Eolia 25

Development
- Designer: Philippe Briand
- Location: France
- Year: 1983
- No. built: 1288
- Builder: Jeanneau
- Role: Cruiser
- Name: Eolia 25

Boat
- Displacement: 3,750 lb (1,701 kg)
- Draft: 4.75 ft (1.45 m)

Hull
- Type: monohull
- Construction: fiberglass
- LOA: 24.58 ft (7.49 m)
- LWL: 21.67 ft (6.61 m)
- Beam: 9.17 ft (2.80 m)
- Engine: Yanmar 7 to 10 hp (5 to 7 kW) diesel engine

Hull appendages
- Keel: fin keel
- Ballast: 1,543 lb (700 kg)
- Rudder: transom-mounted rudder

Rig
- Rig type: Bermuda rig
- I foretriangle height: 29.92 ft (9.12 m)
- J foretriangle base: 9.16 ft (2.79 m)
- P mainsail luff: 24.92 ft (7.60 m)
- E mainsail foot: 8.16 ft (2.49 m)

Sails
- Sailplan: masthead sloop
- Mainsail area: 113 sq ft (10.5 m^{2})
- Jib/genoa area: jib - 92 sq ft (8.5 m^{2}) genoa - 210 sq ft (20 m^{2})
- Spinnaker area: 466 sq ft (43.3 m^{2})
- Other sails: storm jib - 41 sq ft (3.8 m^{2})
- Upwind sail area: 323 sq ft (30.0 m^{2})
- Downwind sail area: 579 sq ft (53.8 m^{2})
- Total sail area: 238.71 sq ft (22.177 m^{2})

Racing
- PHRF: 243

= Eolia 25 =

Sailboat class

The Eolia 25 is a French trailerable sailboat that was designed by Philippe Briand as a coastal cruiser and first built in 1983.

==Production==
The design was built by Jeanneau in France from 1983 until 1989, with 1288 boats completed, but it is now out of production.

==Design==
The Eolia 25 is a recreational keelboat, built predominantly of single skin fiberglass polyester, with wood trim. It has a masthead sloop rig, with aluminum spars and wire standing rigging. It has a deck-stepped mast and a single set of unswept spreaders. The hull has a raked stem, a plumb transom, a transom-hung rudder controlled by a tiller and a fixed fin keel or, optionally a stub keel and centerboard. The fin keel version displaces 3750 lb and carries 1543 lb of cast iron ballast, while the stub keel and centerboard version displaces 4034 lb and carries 1830 lb of cast iron ballast, with a steel centerboard.

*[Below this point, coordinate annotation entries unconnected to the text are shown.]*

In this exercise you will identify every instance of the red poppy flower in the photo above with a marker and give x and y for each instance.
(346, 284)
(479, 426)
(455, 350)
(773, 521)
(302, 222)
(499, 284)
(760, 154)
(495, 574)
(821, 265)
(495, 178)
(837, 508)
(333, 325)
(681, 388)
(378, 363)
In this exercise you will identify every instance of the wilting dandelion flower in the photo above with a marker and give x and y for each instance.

The keel-equipped version of the boat has a draft of 4.75 ft, while the centreboard-equipped version has a draft of 5.92 ft with the centerboard extended and 2.58 ft with it retracted, allowing operation in shallow water or ground transportation on a trailer.

The boat is fitted with a Japanese Yanmar diesel engine of 7 to 10 hp, or an optional 6 to 8 hp outboard motor for docking and maneuvering. The fuel tank holds 5 u.s.gal.

The design has sleeping accommodation for four people, with a double "V"-berth in the bow around a drop-down dinette table and an aft cabin with a double berth on the port side. The galley is located on the port side just forward of the companionway ladder. The galley is L-shaped and is equipped with a two-burner stove, a 13.2 u.s.gal icebox and a sink. A navigation station is opposite the galley, on the starboard side. The enclosed head is located just aft of the companionway on the starboard side. The fresh water tank has a capacity of 14.8 u.s.gal. Cabin headroom is 68 in.

For sailing downwind the design may be equipped with a symmetrical spinnaker of 466 sqft.

The design has a PHRF racing average handicap of 243 and a hull speed of 6.2 kn.

==Operational history==
In a 2010 review Steve Henkel wrote, "the Jeanneau Eolia 25 was available either as a fin keeler (fixed draft 4' 9", shown here) or as a keel-centerboarder (draft 2' 7" board up, or 5' 11" board down). Although an outboard was an option, a high percentage of the boats sold have a raw-water-cooled Yanmar 1GM1O diesel of 7.5 hp. Either choice should power the Eolia 25 at hull speed. Best features: We think the layout is quite clever, with a double berth aft under the cockpit, an enclosed stand-up head in the highest location in the cabin, a modest-sized but practical nav station, and a U-shaped dining area seating up to 7 of 8 souls for that relaxing after-the-race beverage. The table slides down on the mast compression strut to
form the center portion of a double berth, The arrangement below makes the cabin seem quite airy and pleas-
ant, despite a too-small forward hatch and no opening ports, Worst features: We can't imagine why this boat has a PHRF rating 30 to 40 seconds a mile higher than her comp[etitor]s. We don't think she deserves such harsh treatment."